Actualités Habitat n°1185

Paru dans

MARS 2023

Actualités Habitat n°1185

Date de publication :

07 avril 2023

Auteur(s) :

DIANE VALRANGES

Énergie-Climat : 15 propositions pour atteindre les objectifs climatiques français

Alors que la France prépare la mise en œuvre de sa Stratégie pour l’énergie et le climat, le Conseil économique, social et environ-nemental (CESE) publie un avis pour permettre au pays d’atteindre ses objectifs climatiques à horizon 2050. Parmi ses 15 propositions, il recommande une réforme du bouclier tarifaire et une évolution du Livret A, pour l’orienter vers le financement de la transition écologique… sans porter atteinte au logement social.

Publiée en avril 2020, la Stratégie française pour l’énergie et le climat (SFEC) constitue la feuille de route de l’État pour atteindre la neutralité carbone en 2050 et adapter la société aux impacts du changement climatique.

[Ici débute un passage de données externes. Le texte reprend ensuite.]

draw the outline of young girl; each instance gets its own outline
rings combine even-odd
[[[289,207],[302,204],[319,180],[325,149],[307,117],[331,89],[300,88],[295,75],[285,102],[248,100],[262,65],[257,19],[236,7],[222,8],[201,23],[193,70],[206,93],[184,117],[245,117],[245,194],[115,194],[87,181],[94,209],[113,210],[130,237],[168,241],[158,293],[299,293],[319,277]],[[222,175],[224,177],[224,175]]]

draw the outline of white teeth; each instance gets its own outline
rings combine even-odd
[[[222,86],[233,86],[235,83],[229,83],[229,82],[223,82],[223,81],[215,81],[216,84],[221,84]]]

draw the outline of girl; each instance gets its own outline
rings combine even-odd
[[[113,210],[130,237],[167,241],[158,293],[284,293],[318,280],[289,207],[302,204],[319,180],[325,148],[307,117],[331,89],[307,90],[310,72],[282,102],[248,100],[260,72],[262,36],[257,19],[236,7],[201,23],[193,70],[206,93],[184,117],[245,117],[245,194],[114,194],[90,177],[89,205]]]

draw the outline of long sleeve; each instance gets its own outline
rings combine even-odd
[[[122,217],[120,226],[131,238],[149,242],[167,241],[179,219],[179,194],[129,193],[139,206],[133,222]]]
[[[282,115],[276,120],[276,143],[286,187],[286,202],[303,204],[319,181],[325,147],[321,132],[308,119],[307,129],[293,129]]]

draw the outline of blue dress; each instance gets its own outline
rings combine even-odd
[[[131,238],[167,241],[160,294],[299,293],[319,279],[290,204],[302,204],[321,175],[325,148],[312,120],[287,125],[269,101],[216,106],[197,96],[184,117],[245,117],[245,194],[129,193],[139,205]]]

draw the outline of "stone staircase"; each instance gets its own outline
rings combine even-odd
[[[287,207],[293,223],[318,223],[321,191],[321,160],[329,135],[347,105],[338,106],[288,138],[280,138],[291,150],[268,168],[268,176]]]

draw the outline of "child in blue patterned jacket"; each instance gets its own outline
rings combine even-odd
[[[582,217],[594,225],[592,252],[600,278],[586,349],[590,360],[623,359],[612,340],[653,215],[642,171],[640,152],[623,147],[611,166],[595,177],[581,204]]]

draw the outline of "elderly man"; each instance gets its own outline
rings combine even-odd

Elle sera constituée d’une loi quinquennale sur l’énergie et le climat (LPEC), dont l’adoption doit avoir lieu d’ici juillet 2023, et déclinée dans une nouvelle Stratégie nationale bas-carbone (SNBC 3), un Plan national d’adaptation au changement climatique et une nouvelle Programmation pluriannuelle de l’énergie (2024-2033), qui devraient être finalisés avant juillet 2024.

Dans cette perspective, un avis du Conseil économique, social et environnemental (CESE) rendu public au mois de février, intitulé Financer notre stratégie Énergie-Climat : donnons-nous les moyens de nos engagements, avance 15 propositions (lire l’encadré), sur la base d’auditons d’institutions ayant conduit des travaux d’estimation des besoins d’investissements pour une transition environnementale optimale (Ademe, France Stratégie, Inspection générale des finances, OFCE…). Le but de cet avis étant d’évaluer les besoins et de dessiner la trajectoire financière nécessaire pour, in fine, atteindre les objectifs climatiques français.

Le compte n’y est pas

Pour le CESE, les besoins d’investissements supplémentaires sont “considérables” : il les chiffre entre 2% et 4% du PIB nets par an, selon les différentes hypothèses retenues, soit entre 13 Md€ (selon le scénario “Sobriété” de l’Ademe) et 87 Md€ annuels (pour Rexecode, le Centre de recherches pour l’expansion de l’économie et le développement des entreprises). Le Conseil l’explique par “un verdissement tardif et insuffisant de notre économie”, qui s’exprime par un dépassement du premier budget carbone fixé par la SNBC 1, et par “une pente insuffisante par rapport à 2030” de réduction des gaz à effet de serre (GES) avec des objectifs à renforcer pour s’aligner sur le programme européen Fit for 55. L’inaction, pour le CESE, aurait un coût bien supérieur à celui de l’action, “même si ces estimations sont inévitablement incertaines”, précise-t-il. Ce coût est estimé, selon les scénarios, entre 5 et 20% du PIB mondial d’ici 2050, le Fonds monétaire international allant même jusqu’à 25%.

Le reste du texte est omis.